Had that been Cajeiri’s inner conclusion as to why Ilisidi had sent Antaro away from him?

Not an accurate assessment of his great-grandmother, if that was the case, and Tatiseigi himself knew his old feuds with the Taibeni counted for nothing with Ilisidi. But he kept his mouth shut on further argument with the boy on that score.

“Well put, with the boy, Bren-ji,” Jago found the opportunity to say when they did dismount and take a breather. They were shifting saddles about, his bodyguard trading their gear to others of the herd, except only the herd leader, who constantly carried, at least, Jago’s lighter weight. She slid down to stretch her legs, keeping the herd leader at very short rein.

“One never knows, Jago-ji, what to say to him.”

“Someone should listen to these young people,” Jago said, uncommon criticism of, Bren thought, the dowager’s dealings with her grandson. “Tano has tried.”

“How should I advise them?”

“Exactly as you have.”

“I gave them no advice at all, nadi.”

“You listened to him as if he were a man, Bren-ji. That, in itself, makes a point.”

It did, perhaps. Perhaps he had done that. His acquaintance with children in his whole adult life had been, precisely, Cajeiri, whose developing mind was rapidly turning in unpredictable directions, and he worried. The boy had killed—a child who had been very far from his own kind, in a situation rife with violence, a child far too exposed to human culture, a child who, given present circumstances, might soon be aiji over three quarters of the world, and who had not been on his own planet long enough to know instinctively which was east and which was west.

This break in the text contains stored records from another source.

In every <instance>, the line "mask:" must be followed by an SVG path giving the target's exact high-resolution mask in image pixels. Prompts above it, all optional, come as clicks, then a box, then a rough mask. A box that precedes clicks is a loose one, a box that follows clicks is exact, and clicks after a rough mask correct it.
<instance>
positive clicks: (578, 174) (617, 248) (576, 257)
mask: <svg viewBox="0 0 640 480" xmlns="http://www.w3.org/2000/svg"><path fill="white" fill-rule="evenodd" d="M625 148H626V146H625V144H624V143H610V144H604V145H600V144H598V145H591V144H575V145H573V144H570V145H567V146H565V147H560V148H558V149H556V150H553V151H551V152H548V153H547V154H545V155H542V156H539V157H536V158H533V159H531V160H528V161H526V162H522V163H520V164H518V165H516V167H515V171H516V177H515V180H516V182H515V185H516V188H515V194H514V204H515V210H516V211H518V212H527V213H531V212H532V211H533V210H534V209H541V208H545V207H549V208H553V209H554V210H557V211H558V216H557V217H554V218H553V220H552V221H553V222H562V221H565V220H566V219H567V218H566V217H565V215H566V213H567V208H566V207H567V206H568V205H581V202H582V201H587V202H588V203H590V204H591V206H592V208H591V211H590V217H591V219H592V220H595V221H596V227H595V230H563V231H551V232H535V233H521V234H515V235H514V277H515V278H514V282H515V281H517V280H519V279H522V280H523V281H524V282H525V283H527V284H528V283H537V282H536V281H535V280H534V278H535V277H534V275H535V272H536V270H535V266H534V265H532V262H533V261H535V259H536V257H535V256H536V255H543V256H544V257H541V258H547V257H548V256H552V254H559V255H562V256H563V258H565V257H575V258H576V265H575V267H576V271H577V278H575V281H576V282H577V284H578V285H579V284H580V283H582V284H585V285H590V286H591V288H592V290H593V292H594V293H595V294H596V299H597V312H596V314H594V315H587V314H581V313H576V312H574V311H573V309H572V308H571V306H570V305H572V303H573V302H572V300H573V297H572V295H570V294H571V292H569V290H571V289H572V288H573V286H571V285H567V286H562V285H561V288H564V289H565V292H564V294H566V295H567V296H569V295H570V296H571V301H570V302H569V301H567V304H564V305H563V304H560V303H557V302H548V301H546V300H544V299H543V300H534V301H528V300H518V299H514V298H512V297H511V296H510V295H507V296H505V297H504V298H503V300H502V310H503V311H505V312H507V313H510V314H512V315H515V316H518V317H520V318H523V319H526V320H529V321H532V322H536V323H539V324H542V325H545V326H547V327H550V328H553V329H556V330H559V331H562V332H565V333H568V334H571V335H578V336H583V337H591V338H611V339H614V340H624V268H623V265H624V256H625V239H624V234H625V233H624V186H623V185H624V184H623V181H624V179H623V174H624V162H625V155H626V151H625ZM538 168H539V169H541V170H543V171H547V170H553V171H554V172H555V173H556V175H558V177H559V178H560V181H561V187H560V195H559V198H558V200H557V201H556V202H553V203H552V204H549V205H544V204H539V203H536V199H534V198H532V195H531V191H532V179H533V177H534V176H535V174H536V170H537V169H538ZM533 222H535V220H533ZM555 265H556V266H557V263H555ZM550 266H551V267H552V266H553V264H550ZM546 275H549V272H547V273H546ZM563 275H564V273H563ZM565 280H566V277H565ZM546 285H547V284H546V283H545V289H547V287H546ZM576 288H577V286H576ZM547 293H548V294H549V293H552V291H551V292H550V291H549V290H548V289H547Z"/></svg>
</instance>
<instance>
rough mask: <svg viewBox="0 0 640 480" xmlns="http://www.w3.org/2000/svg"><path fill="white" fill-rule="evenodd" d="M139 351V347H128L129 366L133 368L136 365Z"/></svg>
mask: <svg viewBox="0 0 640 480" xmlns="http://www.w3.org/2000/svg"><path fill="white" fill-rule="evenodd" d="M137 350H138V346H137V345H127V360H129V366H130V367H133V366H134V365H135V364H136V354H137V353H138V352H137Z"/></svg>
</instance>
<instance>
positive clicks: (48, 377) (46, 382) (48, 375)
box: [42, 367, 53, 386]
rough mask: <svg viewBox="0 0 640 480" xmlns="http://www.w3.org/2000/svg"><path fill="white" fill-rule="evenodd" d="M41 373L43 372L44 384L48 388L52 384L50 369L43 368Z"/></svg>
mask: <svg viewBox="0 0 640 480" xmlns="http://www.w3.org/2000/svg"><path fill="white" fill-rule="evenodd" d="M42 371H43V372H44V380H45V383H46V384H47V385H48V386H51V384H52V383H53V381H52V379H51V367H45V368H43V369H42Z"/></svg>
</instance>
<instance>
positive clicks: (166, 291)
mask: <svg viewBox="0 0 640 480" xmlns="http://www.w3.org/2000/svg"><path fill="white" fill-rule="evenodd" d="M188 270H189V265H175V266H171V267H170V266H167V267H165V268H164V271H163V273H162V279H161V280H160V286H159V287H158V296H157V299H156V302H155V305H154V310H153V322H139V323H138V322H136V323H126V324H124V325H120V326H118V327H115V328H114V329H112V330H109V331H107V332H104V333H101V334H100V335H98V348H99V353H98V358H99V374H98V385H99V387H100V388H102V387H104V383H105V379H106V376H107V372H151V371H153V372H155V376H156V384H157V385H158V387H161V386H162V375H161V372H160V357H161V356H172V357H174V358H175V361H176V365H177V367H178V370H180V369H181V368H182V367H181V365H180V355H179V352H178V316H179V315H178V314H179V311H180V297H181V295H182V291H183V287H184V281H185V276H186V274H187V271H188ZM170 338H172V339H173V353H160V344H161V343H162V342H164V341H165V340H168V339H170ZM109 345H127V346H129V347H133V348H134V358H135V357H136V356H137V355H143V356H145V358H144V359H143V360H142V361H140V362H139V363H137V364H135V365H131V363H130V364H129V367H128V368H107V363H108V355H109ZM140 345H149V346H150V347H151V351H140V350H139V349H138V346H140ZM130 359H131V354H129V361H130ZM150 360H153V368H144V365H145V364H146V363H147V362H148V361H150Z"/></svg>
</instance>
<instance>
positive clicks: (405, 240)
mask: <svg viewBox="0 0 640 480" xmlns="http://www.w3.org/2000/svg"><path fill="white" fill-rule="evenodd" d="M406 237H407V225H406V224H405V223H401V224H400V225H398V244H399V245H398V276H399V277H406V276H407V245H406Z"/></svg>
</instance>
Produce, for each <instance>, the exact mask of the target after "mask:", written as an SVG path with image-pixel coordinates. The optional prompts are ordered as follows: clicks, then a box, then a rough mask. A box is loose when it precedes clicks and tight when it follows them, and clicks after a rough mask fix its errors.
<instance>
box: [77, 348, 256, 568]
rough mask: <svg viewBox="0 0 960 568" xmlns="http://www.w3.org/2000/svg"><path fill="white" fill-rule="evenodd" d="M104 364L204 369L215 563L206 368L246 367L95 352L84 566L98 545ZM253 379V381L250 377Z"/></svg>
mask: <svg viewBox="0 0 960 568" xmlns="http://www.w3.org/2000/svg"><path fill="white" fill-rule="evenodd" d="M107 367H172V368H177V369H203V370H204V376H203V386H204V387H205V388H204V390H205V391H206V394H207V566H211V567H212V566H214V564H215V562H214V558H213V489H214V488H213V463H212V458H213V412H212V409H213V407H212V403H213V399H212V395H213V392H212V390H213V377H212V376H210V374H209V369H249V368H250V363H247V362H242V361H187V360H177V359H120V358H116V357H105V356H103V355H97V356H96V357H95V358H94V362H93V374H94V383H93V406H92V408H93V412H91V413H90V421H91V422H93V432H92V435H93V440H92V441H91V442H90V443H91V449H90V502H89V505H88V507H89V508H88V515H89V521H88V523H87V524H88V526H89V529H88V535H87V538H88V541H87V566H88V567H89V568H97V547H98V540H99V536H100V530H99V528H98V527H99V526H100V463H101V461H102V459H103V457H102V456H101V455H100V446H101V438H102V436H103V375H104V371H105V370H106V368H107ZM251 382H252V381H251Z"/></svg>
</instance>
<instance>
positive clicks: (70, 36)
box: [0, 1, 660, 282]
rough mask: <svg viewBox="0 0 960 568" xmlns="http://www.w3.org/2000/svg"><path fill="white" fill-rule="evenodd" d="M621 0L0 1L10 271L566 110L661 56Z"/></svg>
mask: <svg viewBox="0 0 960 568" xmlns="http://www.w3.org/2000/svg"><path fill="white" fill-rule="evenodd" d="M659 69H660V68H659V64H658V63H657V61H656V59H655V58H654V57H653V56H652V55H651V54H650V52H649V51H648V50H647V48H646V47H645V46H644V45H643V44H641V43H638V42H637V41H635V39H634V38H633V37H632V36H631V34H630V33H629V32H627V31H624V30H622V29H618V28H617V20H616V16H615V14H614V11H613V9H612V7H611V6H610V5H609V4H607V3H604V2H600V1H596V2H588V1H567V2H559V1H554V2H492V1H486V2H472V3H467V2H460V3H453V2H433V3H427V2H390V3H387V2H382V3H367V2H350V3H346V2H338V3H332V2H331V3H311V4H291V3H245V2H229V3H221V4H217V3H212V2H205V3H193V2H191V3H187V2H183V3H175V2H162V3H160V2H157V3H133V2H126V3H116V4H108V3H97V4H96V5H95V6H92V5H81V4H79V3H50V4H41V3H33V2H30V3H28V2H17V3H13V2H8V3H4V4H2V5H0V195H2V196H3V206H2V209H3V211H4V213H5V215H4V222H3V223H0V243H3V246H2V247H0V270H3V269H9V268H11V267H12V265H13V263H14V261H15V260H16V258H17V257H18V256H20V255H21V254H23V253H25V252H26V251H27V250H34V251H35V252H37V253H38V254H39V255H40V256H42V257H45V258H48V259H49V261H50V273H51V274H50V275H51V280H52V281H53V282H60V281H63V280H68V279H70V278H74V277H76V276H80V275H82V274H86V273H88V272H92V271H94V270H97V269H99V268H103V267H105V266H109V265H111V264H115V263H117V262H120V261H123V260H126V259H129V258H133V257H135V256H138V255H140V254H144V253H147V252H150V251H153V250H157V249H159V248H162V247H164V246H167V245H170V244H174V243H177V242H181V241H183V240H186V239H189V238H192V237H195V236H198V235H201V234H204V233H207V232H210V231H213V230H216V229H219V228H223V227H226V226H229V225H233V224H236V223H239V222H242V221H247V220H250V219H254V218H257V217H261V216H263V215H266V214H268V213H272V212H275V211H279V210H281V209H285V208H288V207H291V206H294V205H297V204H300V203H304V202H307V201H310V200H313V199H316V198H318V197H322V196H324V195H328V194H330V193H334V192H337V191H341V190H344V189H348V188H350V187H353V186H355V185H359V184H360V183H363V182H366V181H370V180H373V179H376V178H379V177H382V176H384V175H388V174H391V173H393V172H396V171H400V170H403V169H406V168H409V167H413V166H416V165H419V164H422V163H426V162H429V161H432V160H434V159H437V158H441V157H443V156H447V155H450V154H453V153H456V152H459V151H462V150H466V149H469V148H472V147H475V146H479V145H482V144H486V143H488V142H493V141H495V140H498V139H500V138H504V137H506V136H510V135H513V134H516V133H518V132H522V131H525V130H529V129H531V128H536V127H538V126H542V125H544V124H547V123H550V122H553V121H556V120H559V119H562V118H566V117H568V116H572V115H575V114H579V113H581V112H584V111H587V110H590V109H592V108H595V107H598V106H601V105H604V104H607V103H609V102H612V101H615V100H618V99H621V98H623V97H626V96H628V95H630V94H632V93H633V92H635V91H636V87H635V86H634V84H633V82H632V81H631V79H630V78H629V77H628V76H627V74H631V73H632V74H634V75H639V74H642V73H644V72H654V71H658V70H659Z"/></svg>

“I hardly know that a human has any business at all advising him. He may have read far too many of our books.”

“He learned from the kyo as well, Bren-ji.”

Odd to think that, in instincts if not experience, he might be as alien to the boy’s hardwiring as were the kyo. Scary, to think that. They at least had shared a planet.

“Bren-ji.” Tano walked up in the dark and pressed a paper-wrapped object into his hand, one of those concentrate bars they had gotten from the escort, as it proved. He realized he had not eaten since breakfast, and the slight definition he began to see in figures and shapes advised him that dawn was not far off, a new day coming.

They had gone straight through till morning. A morning in which, if the defense of Tirnamardi had failed, every power in the world he knew might have changed, and everything he relied on might have gone down in defeat.

In that cheerful thought, he wasn’t sure he could get the food down, but he soberly unwrapped it and tried, a mostly dry mouthful. For the mechieti’s sake, they had stopped by a stream—perhaps the same one they had crossed before. He walked over past the herd, to drink upstream of the mechieti’s wading and drinking.

He squatted down on the soft margin, cupped up water in his hands.

Mechieti moved, heads lifting. He froze, looked up, and saw a man standing on the slight rise across the brook.